Besides the TV commentators who misinterpret rules and encourage foul play, the behavior of coaches and players influences behavior at the grass-roots level. As does the manner in which referees deal with transgressions.
'RESPECT CAMPAIGN.' In MLS, for example, dissent toward the referee commonly goes unpunished despite the rules being quite clear that a player must be shown the yellow card if he "shows dissent by word or action."
The English FA, recognizing that English Premier League players have gotten out of hand, has launched the "Respect" campaign.
"We have reached tipping point with regards to dissent and have to now say enough is enough," says FA chairman Lord Triesman. "It will be hard to change this culture in our sport but we've got to be consistent in our attempts to do so."
At the forefront of the FA Respect program are instructions to referees to deal "firmly" with dissent. In aiming to stamp out the swarming of referees by players, the FA is stipulating that only the captain address the referee. A key impetus for the program's launch was the dropout rate of English referees at all levels.
Besides hoping that better behavior by pro role models influences the grassroots level, the FA has also instituted guidelines for youth games, requiring that spectators watch from the opposite side of the field from the coaches and that they watch from a designated spectators' area two yards from the sideline.
Coaches, players and parents are encouraged to sign a Code of Conduct form, similar to what some American leagues use through the Positive Coaching Alliance.
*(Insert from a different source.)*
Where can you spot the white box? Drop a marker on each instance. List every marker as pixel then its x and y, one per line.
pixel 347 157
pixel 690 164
FEDERATION EXPANDS PROGRAM. Tamberino says U.S. Soccer is considering a similar campaign. A major concern is that many teenage referees, on whom youth leagues depend greatly, quit because of sideline abuse.
"As you referee through the years and get better, you train yourself to hear less and less from the sidelines and you're not be bothered by some parent barking at you," says Mark Thompson, a Northern California referee for 30 years who started officiating at age 12 and has whistled youth, college and pro games. "But if you're 12, 13 or 14, it might bother you a lot. And I would say that in 90 percent of youth games you hear at least some negative shouting from parents."
U.S. Soccer's Referee Program oversees refereeing education at all levels and has recently expanded the department. One of its innovations is a "Referee Week in Review" feature on ussoccer.com in which Hall assesses major refereeing decisions accompanied by video.
"We have increased sharply the resources behind our referee program in the last two years," says U.S. Soccer President Sunil Gulati. "First by adding full-time officials - we're one of only a handful of countries that have made this move - and more recently by reorganizing our referee department. Adding two highly respected former officials, Paul Tamberino and Brian Hall, has been a huge plus.
"Over the next year or two, we will continue these efforts at the top level and also initiate additional programs at developmental and grassroots levels."
Improving refereeing through education and by expanding the pool of refs is obviously crucial for American soccer. Changing the attitude of parents and coaches on the sidelines of youth games is an even bigger challenge.